Monday, September 13, 2010

Shelo asani ishah offends a 19th century San Fransisco feminist.

The following article appeared in the Women's Journal May 7, 1870. "Calypso," some kind of Sabbatarian Christian feminist decided to go to a Jewish synagogue one Sabbath morning "to worship with my sisters of the Hebrew faith." I don't know much about her theology, but she quotes Dean Stanley, a leading 19th century liberal theologian, and the "sublime passages in the Bgadvat Geeta [sic]."

Her first major culture shock came when reading the translation of the Mishnah Peah 1:1, the אלו דברים שאין להם שעור, which forms part of the beginning of the service. Amazingly we can know exactly which edition of the siddur this congregation was using, because she includes the translation which offended her; "the appearance of every male", and this being a non-literal translation of הריאיון it was an easy matter to find the siddur. It was Tefilat Yisrael - Prayers of Israel (originally published in 5609; the edition I linked to is the fifth, from 1854). As you can also see, she didn't seem to have any idea what was meant by "commandments" in this text. Actually, I wouldn't be surprised if a good many worshipers didn't really understand it either:

The next part of her cultural shock and distaste appears to be from memory rather than an actual text (unless I am mistaken about my identification of the siddur). She has no problem thanking God for not making her a heathen, but was quite surprised at the blessing Shelo asani ishah. She looked "at the numbers of elegant, refined women" who looked on as the men recited it, and the alternative blessing for women was announced. At this point it is interesting to note that in her description it is a "handful" of men who said the blessing, and the formula "and the women shall say" is heard by the women. This is not a very active audience participation service. Calypso also notes the organ being played.


  1. "She-lo asani nochri"? How common is this?

  2. It's not common today, but it was a fairly common German nusach at the time. See, for example, pg. 5 in this Heidenheim machzor (link).

  3. The Chief Rabbi's siddur (the English one, not the Koren siddur) has it too, so I guess it's minhag Anglia as well.

  4. It's replacing rabbinic Hebrew with Biblical. The guy who used to say it in my shul also said "B'safa brura u'vniema kedosha, kulam..."

  5. Surprising that the offending line was not already removed by the congregation, which ostensibly was following a Reform liturgy.

  6. This was 50 years before women won the right the vote. What makes you so sure that a Reform congregation would find shelo asani isha offensive?

    Of course it is somewhat of a chiddush that they were using an Orthodox siddur, but that could have been a financial consideration. Also, Reform took many flavors, especially in the United States. Many American Reform congregations were Orthodox in all respects except for the organ and lack of mechitza.
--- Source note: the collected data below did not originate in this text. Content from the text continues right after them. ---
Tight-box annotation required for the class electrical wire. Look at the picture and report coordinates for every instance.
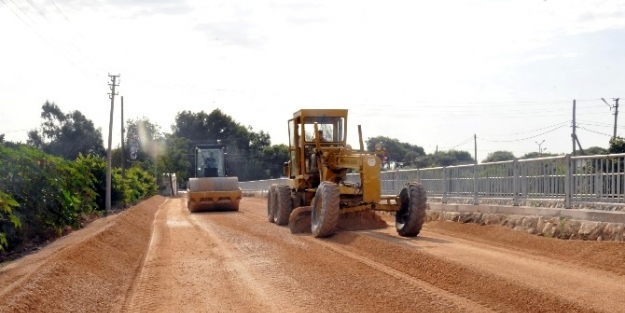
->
[577,127,613,137]
[2,0,107,84]
[24,0,47,21]
[480,124,567,142]
[49,0,69,22]
[486,121,570,137]
[577,120,625,129]
[444,135,474,150]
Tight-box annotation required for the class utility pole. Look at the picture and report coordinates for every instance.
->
[571,100,584,155]
[615,98,620,139]
[602,97,620,139]
[572,100,576,155]
[106,74,120,213]
[121,96,126,180]
[120,96,126,207]
[474,134,477,164]
[535,140,545,155]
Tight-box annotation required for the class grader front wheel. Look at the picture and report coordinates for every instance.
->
[311,182,340,238]
[274,185,292,226]
[395,182,427,237]
[267,185,277,223]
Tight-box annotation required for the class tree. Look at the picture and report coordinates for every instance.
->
[365,136,425,163]
[248,128,271,159]
[171,109,276,181]
[520,151,558,159]
[414,150,474,168]
[125,117,164,161]
[27,101,105,160]
[482,150,515,163]
[609,137,625,154]
[157,134,191,193]
[172,109,251,152]
[403,151,420,166]
[261,144,289,178]
[585,146,608,155]
[0,134,4,144]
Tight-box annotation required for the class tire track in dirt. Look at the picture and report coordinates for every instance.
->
[119,198,174,312]
[205,199,489,313]
[423,222,625,276]
[242,197,618,312]
[123,198,276,313]
[323,231,600,313]
[298,235,493,313]
[361,227,625,312]
[189,213,312,313]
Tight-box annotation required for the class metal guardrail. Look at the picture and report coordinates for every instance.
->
[239,153,625,209]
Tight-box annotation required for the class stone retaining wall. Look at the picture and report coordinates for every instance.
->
[428,204,625,242]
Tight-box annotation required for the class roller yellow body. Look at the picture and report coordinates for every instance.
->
[186,143,242,212]
[187,177,242,212]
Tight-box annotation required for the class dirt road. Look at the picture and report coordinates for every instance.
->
[2,196,625,312]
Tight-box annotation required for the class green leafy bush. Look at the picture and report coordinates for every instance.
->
[0,145,156,254]
[0,191,20,250]
[0,145,96,250]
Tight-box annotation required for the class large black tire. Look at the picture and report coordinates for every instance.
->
[267,185,277,223]
[395,182,428,237]
[274,185,293,225]
[311,182,340,238]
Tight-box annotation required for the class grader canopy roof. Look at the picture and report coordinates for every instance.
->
[292,109,348,144]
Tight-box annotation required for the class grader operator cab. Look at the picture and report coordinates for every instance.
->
[186,143,242,212]
[267,109,428,238]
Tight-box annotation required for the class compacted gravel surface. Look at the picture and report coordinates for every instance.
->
[1,196,624,313]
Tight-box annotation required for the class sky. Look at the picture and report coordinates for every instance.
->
[1,0,624,161]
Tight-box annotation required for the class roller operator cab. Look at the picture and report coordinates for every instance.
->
[266,109,429,238]
[186,144,242,212]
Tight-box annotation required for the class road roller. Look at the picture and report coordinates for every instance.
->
[187,143,242,212]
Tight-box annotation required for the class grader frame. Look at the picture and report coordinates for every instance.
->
[266,109,427,238]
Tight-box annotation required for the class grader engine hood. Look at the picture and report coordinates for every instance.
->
[322,151,381,203]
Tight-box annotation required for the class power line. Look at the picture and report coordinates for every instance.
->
[578,120,625,130]
[577,126,613,137]
[49,0,70,22]
[24,0,48,21]
[486,121,570,137]
[480,124,567,143]
[2,0,108,84]
[444,135,474,150]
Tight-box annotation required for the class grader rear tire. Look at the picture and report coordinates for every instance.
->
[267,185,277,223]
[311,182,340,238]
[395,182,427,237]
[274,185,292,226]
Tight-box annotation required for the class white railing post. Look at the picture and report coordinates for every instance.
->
[443,167,448,204]
[513,159,519,206]
[473,163,478,205]
[564,154,572,209]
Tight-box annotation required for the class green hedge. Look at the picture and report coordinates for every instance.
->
[0,145,157,252]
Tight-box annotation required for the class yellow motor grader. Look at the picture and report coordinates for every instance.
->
[267,109,428,238]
  7. True enough. In my mind, though, I connect the lack of mechitza to a sense of egilitarianism, and the desire to borrow from the aesthetics and modern sensibilities of the non-Jewish faithful.

    To wit, this refined, spiritual woman seemed to take offense at the apparent slight to her gender, and thought it bothersome enough to report it to all and sundry.

    I wonder what influenced the deletion of the traditional bracha -- suffrage, the growing Hebrew literacy of woman, or cultural norms? My uneducated guess is all three.